Republican legislative leaders said the changes were long overdue to realign constitutional power in the legislature, though they admitted a Democratic victory had accelerated the timetable for the changes.
"This was clearly a constitutional session," House Speaker Tim Moore (R) said. "It was fully compliant with the law."
Democratic lawmakers and activists derided their Republican colleagues' attempts at a “power grab” and urged North Carolinians to come to Raleigh to protest.
Bob Hall with Democracy North Carolina echoed other nonpartisan watchdogs in saying the changes went "far beyond the normal partisan wrangling and change of power."
Hundreds of protesters heeded Democrats' calls and packed the capitol on Thursday and, to a lesser degree, on Friday. Police arrested more than 50 people after they refused to stop booing, chanting and cheering from the public galleries while lawmakers debated the bills. Several times, GOP lawmakers ordered the galleries to both chambers cleared.
In a news conference Thursday, Cooper warned Republicans they could be overstepping their bounds, politically if not constitutionally.
"This is about thwarting the governor's ability to move us forward," he said, promising to sue lawmakers for passing any law he deemed unconstitutional. "Most people might think that this is a partisan power grab. But this is more ominous."
What the courts will make of these changes remains an open question, said UNC law professor Michael Gerhardt. He said it's notable McCrory never went to the legislature over the last four years and claimed: "I think I'm too powerful and you should look for ways to weaken my office."
The last time GOP lawmakers called a high-profile special session, in March, they ended up ramming through one of the state's most controversial laws in recent memory: a bill limiting what public bathrooms transgender people can use and municipalities' ability to pass anti-discrimination laws for LGBT people.

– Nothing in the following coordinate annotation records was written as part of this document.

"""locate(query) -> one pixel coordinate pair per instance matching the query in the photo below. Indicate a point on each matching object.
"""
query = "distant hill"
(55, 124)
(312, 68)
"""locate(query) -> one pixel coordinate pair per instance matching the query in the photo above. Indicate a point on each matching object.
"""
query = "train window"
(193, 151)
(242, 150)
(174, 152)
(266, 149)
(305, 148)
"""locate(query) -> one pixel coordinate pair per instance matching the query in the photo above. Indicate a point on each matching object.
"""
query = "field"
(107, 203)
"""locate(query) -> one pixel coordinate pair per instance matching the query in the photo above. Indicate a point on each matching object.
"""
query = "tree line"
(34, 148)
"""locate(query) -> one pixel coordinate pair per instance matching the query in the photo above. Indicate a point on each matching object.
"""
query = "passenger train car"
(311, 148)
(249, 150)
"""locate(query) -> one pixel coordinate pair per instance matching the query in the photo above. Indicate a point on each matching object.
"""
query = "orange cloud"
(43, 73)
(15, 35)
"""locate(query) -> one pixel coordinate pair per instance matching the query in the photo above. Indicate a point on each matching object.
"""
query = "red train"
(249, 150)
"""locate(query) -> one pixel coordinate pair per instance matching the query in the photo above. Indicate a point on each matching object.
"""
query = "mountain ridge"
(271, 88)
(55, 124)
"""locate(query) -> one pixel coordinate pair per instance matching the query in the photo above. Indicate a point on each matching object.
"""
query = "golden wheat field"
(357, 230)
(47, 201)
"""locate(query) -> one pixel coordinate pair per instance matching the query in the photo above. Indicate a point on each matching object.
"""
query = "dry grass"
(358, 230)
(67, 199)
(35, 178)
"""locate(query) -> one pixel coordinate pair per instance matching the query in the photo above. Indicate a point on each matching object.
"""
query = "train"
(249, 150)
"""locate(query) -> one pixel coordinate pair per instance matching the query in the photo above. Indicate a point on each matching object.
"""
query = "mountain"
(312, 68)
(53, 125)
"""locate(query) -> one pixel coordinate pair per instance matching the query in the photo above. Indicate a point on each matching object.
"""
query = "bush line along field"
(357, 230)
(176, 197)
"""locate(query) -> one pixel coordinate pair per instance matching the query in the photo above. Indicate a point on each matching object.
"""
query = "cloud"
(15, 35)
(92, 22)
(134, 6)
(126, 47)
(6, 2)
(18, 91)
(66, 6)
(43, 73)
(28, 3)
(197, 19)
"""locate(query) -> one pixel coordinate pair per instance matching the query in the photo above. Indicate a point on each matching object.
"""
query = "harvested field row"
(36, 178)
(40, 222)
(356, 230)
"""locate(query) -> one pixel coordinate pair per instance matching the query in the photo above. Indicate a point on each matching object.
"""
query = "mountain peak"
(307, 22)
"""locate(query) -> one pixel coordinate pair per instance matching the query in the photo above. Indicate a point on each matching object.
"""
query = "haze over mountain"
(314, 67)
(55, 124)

National backlash to that bill contributed to McCrory's upset. He was the only governor in 2016 to lose his seat and the only governor in North Carolina history to lose reelection. (Notably, Republicans in the state legislature kept their supermajority in November, although a federal court found shortly before the election their electoral map illegally targeted African Americans “with almost surgical precision.”)
This week's moves may be unprecedented in the state, but the process isn't. In 1972, when Jim Holshouser became the first Republican governor of North Carolina in the 20th century, Democrats in the legislature moved swiftly to give the Democratic lieutenant governor more control over the state. A decade later, the Democratic-controlled legislature tried to roll back those powers after voters elected the state's first lieutenant Republican governor of the 20th century.
Republican Jim Martin was governor during that tumultuous time, yet he told told the Raleigh News & Observer he thinks his party's proposal to take away the governor's ability to appoint members to the UNC board of trustees goes “too far.”
Indeed, the consensus in North Carolina political circles is that no power-stripping attempt has been as brazen as this one - a fight that may offer a glimpse of even more bruising battles to come next year between the governor and the legislature, with a Republican supermajority that can veto Cooper anytime they want. Before Cooper was even sworn in, they signaled they have little intention of playing nice with him.
The message Friday was clear, Gerhardt said: “We have a legislature intent on keeping the score politically.”